Yıllardır zeytin üreticisi bölgeler arasında tatlı bir rekabet vardır. Manisa’nın zeytin üreticiliğinde hızlı yükselişi nedeniyle Ayvalık bölgesi zeytinyağında en kaliteli üretimin kendilerinde olduğunu, Güney Marmara’da Gemlik en kaliteli sofralık zeytinin kendilerinde olduğunu ileri sürerler ve gerçekten de haklıdırlar. Manisa bölgesinde ise Akhisar hem yaptığı atılımlar hem de zeytin ağacı sayısı ile Manisa lideri olduğunu ileri sürerken, Soma üretim ve kara kömürün toprağa yaptığı element katkıları nedeniyle daha kaliteli üretim yaptığını öne sürer ki onlar da haklıdır.

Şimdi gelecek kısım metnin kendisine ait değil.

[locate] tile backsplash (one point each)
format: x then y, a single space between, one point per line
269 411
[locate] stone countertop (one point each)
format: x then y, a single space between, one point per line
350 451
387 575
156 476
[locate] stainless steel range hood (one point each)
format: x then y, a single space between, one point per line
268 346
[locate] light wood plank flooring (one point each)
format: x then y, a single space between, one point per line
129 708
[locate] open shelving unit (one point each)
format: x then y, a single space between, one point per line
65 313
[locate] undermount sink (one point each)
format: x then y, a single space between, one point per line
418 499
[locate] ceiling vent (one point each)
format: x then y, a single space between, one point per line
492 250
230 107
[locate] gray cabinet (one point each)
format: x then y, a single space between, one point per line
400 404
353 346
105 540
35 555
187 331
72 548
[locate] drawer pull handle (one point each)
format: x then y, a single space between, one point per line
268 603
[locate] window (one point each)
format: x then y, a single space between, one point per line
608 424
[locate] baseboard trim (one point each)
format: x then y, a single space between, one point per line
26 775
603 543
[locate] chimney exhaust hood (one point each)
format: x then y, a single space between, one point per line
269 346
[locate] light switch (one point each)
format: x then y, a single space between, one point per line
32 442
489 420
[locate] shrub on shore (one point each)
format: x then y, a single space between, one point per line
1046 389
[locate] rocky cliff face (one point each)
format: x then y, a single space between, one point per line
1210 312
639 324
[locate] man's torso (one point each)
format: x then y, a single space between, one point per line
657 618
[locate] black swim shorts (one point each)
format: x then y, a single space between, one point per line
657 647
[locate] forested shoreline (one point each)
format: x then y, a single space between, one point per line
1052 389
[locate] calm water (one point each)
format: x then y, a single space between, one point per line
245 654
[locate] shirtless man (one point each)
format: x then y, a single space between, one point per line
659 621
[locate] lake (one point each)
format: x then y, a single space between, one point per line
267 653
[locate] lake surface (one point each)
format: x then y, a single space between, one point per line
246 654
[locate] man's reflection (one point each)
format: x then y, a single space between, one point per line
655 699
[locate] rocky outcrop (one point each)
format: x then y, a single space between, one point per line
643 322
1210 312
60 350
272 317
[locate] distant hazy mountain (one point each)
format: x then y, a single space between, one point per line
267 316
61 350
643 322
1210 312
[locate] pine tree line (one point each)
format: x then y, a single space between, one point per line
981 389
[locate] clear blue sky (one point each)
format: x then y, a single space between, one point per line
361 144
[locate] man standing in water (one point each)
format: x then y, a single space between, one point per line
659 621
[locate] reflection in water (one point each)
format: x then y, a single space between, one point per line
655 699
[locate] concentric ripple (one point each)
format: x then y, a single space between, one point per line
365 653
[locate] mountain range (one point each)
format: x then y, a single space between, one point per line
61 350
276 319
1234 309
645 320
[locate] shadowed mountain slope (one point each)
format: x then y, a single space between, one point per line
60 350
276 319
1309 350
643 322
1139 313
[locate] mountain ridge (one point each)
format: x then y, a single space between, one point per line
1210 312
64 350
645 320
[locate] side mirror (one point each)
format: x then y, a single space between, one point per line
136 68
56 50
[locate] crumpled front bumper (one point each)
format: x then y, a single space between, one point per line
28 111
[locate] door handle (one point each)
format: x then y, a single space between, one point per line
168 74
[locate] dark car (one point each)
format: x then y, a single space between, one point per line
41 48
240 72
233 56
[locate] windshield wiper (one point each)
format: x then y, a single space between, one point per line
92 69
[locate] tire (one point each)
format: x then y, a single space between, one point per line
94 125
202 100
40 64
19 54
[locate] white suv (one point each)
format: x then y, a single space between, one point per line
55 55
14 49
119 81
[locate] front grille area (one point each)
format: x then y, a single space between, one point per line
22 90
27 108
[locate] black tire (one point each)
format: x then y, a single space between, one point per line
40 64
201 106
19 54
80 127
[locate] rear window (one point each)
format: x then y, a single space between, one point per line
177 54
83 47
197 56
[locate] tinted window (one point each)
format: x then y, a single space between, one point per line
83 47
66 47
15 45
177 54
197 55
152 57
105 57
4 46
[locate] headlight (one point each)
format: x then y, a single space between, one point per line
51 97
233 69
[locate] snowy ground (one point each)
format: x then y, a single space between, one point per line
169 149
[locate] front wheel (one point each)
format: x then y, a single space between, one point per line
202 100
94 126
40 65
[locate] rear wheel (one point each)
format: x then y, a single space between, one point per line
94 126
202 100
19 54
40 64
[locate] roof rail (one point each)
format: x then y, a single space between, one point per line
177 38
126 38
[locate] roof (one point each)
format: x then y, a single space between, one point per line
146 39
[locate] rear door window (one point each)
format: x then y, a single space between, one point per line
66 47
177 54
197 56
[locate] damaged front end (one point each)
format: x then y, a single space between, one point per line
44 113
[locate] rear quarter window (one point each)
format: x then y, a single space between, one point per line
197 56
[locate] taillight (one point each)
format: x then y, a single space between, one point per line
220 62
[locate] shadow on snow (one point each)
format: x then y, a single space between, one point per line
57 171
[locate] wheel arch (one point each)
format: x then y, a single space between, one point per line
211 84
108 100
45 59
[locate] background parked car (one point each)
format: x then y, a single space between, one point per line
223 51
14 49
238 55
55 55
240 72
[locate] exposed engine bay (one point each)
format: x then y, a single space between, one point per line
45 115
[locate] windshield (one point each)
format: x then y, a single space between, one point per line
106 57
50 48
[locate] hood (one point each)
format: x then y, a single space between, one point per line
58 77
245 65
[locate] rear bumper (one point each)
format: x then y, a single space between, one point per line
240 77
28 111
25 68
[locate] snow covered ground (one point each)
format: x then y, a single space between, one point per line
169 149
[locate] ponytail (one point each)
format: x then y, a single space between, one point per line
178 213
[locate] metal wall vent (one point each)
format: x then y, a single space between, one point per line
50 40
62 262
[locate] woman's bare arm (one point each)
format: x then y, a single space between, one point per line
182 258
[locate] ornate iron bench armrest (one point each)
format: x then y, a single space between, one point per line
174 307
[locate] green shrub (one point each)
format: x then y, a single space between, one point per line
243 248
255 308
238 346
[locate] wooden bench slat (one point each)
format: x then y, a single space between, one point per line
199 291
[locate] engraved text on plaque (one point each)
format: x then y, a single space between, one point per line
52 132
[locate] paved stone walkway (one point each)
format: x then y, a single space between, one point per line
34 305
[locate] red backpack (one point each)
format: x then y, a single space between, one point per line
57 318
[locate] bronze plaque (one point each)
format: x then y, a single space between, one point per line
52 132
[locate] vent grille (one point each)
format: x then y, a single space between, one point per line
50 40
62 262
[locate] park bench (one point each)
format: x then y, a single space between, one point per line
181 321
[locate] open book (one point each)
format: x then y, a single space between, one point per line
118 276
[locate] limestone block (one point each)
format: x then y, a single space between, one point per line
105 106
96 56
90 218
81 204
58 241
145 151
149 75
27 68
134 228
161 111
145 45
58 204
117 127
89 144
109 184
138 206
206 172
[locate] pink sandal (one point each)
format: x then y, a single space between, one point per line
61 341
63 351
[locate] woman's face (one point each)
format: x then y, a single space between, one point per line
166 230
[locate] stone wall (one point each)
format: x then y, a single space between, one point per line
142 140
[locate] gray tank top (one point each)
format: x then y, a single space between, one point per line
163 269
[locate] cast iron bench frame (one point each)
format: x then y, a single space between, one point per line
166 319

Muğla özellikle de Milas zeytin varlığı ve kalitesi ile dünyada adını duyururken, İzmir’i bir türlü geçemeyen Aydın zeytinyağı üretiminde çok iddialıdır. Antalya zeytin ağacının milyonlarca yıldır bu bölgenin anavatanı olduğunu vurgular ki onlar da çok haklıdır.

***

Nasreddin Hoca fıkrası gibi oldu çünkü gerçekten herkes haklı. İşte anahtar kelime burada “Herkes”. Yani”Biz”.. Ne yazık ki zeytin ve zeytinyağı üretiminde asla biz olmayı başaramıyoruz. Başta Fransa örneğini o yüzden anlattım. Fransızlar çizdikleri gastronomi yoluyla biz olmayı başarmış ve şimdi bunun ekmeğini yiyorlar.

Güney Marmara’dan Hatay’a kadar haritanın tam yarısını içine alan bölgelerde geniş bir zeytin yolu çizmemiz gerekir. Tabii burada her türlü siyasi, bölgesel, ekonomik kaygılardan uzak tarafsız ve bilimsel olmak gerekiyor. Böyle bir zeytin yolu çizmeye kalkınca tüm şehirlerin, köylerin yerel yöneticilerinin “Bizim oradan geçsin” beklentileri hatta baskıları olacaktır. Oysa bu yolun amacı bölgeleri değil topyekûn tüm ülkeyi kalkındıracak kadar büyük olmalıdır. Elimizdeki hazinenin üzerindeki toprağı süpürüp parlatmak gerekir.

Zeytin yoluyla anlatmak istediğim sadece zeytin ve zeytinyağı çeşitlerimiz değil, sofralarımızda yer alan tüm zeytinyağlı çeşitlerimizdir aynı zamanda. Zeytinyağlı yemeklerimiz bunları hazırlamamızı sağlayan coğrafi tescilli sebzelerimiz ve meyvelerimiz ile hazinemiz çok büyük.

***

İşimiz kolay değil önce kendi içimizde biz olmayı başarıp ardından tüm dünyaya parmak ısırtacak bir çalışmayı yapabilecek güce ve kaynağa sahibiz. Kayıkçı kavgaları yerine bu birliği oluşturabilirsek hem turizmi hem de yerel ekonomileri canlandırabiliriz. Zeytin ekim ayından başlayıp şubat ayına bazı bölgelerde mart ayına kadar uzayan kışın ölü olan turizme büyük bir ivme kazandıracaktır. Turizmin bu pastada yer alması ile birçok alt sektör bundan yararlanacaktır.

Medya, sivil toplum örgütleri, yerel ve merkezi yönetim adeta olimpiyat organizasyonu hazırlıyor mantığı ile her türlü ön yargıdan uzak ortak bir politika oluşturmalı, harekete geçmeli ve bu işin yönetimini bilim insanlarına bırakmalıdır. Ülkemizde artık bu konuda dünya çapında isimler ve gerçekten çok başarılı zeytinciler var. Bu masada yer alanlar bölgeleri birbirleriyle yarıştırmadan ülkemizi dünya ile yarıştıracak bir rota ve yön haritası belirlerse doğanın armağanı zeytin binlerce yıl sonra yeniden Marmara, Ege ve Akdeniz’e can ve nefes katacak, ülkemiz gastronomi alanında bir ilk gerçekleştirecektir. Zeytinde hayallerimizin gerçek olmasını diliyoruz.